So how does this differ from Services Oriented Architectures and EAIs? The difference is simultaneously subtle and profound. The reality is that such DaaS systems are in fact forms of services; those services have specific endpoints (URLs), have a set of minimal APIs (the CRUD operations described in the RESTful verbs) and involve the transmission of content via some form of standardized messaging architecture (XML or JSON, typically). However, those services do not have any formal semantics beyond the CRUD ones; the semantics are solely associated with the URL endpoints themselves, and are effectively variations of serving either individual entries or collections consisting of zero or more links to entries of a given semantic type.
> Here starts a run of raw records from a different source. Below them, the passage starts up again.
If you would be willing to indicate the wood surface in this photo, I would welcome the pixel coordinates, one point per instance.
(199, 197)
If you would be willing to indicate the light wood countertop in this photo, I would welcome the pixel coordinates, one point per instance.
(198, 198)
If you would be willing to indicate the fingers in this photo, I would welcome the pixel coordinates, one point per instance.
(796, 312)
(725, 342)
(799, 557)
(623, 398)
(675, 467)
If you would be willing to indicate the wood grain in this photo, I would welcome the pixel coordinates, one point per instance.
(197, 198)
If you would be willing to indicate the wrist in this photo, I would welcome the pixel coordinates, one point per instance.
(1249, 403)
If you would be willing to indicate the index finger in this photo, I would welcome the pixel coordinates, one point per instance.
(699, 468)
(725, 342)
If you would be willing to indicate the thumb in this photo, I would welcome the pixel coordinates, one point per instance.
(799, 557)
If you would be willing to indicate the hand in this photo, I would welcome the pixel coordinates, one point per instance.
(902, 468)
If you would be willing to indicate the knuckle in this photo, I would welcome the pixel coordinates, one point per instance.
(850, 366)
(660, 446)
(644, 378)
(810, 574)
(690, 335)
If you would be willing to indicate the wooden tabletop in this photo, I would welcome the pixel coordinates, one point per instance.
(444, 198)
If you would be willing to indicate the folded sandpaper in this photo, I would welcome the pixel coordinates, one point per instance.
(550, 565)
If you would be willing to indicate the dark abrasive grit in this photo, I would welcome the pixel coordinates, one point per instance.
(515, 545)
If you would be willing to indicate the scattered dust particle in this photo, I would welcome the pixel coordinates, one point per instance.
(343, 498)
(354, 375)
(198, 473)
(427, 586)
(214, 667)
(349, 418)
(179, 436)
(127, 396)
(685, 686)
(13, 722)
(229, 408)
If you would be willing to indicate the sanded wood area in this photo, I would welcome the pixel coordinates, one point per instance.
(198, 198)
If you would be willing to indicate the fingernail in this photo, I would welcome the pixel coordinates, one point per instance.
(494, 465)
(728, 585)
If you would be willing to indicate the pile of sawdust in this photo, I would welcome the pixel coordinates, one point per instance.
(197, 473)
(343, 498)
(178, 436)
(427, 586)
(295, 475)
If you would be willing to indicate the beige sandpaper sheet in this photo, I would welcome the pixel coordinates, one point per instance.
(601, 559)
This is not a new concept. Every time you perform a Google search you are creating a collection of links, one to an entry, which, when followed (clicked), takes you to the corresponding resource. Go to Flickr and the same paradigm presents itself - a collection of links, each with a metadata "view" that shows the image in miniature and that pulls up the corresponding entry when you click on the link. YouTube is the same - search for a collection of links with embedded metadata (in this case a thumbnail of the video) to bring up the full entry. Of course, those entries can themselves contain related links presented in the same manner, which is why this particular paradigm works so well. RSS works the same way of course, but so too does Twitter, save that there is no necessary requirement that the metadata entry has an associated resource link (the structure is a little looser, but it's there). Resources (which are objects of a similar conceptual or semantic type) and collections of links to those resources forms the basis of the web; the only difference between these and Data as a Service is that the resource in question is much more likely to be an XML or JSON entity where the responsibility for the presentation of that resource falls to the consumer, rather than the producer, of the content.

This novel idea is actually the basis for AJAX. Most AJAX calls are RESTful calls to services to retrieve raw data - the responsibility (and privilege) of rendering that data then devolves upon components (either explicitly declared via frameworks or implicity designed in web pages) on the client. This means ultimately that the server no longer needs to know the intent of the client when delivering the content. If the server no longer needs to be aware of intent, then it's interfaces can be simplified dramatically to those involved in providing the requested data. There are still some operations that are critical that need to be on the server; with XML databases and XQuery, for instance, the retrieval of collections of entity links are usually shaped by a sequence that runs:

  1. determine the collection to be queried
  2. run a query against that collection, taking a query string that provides the requisite parameters for that query.
  3. sort the query based upon a give sort criteria, either user or server provided
  4. partition the resulting collection into discrete sets and return a page of that partition as appropriate (necessary once collections get too big to deliver all at once)
  5. Pre-processing the resulting entries in order to hide content inappropriate for a given user, expand internal representations of specific information (i.e., macro expansion) or other form of processing that doesn't ultimately change the schema
  6. create a presentation on the resulting collection, such as an XML document, a JSON feed, an RSS or Atom feed, a "search page", a table of entries, a "gallery" of image links, or whatever else best identifies that data to the resulting user.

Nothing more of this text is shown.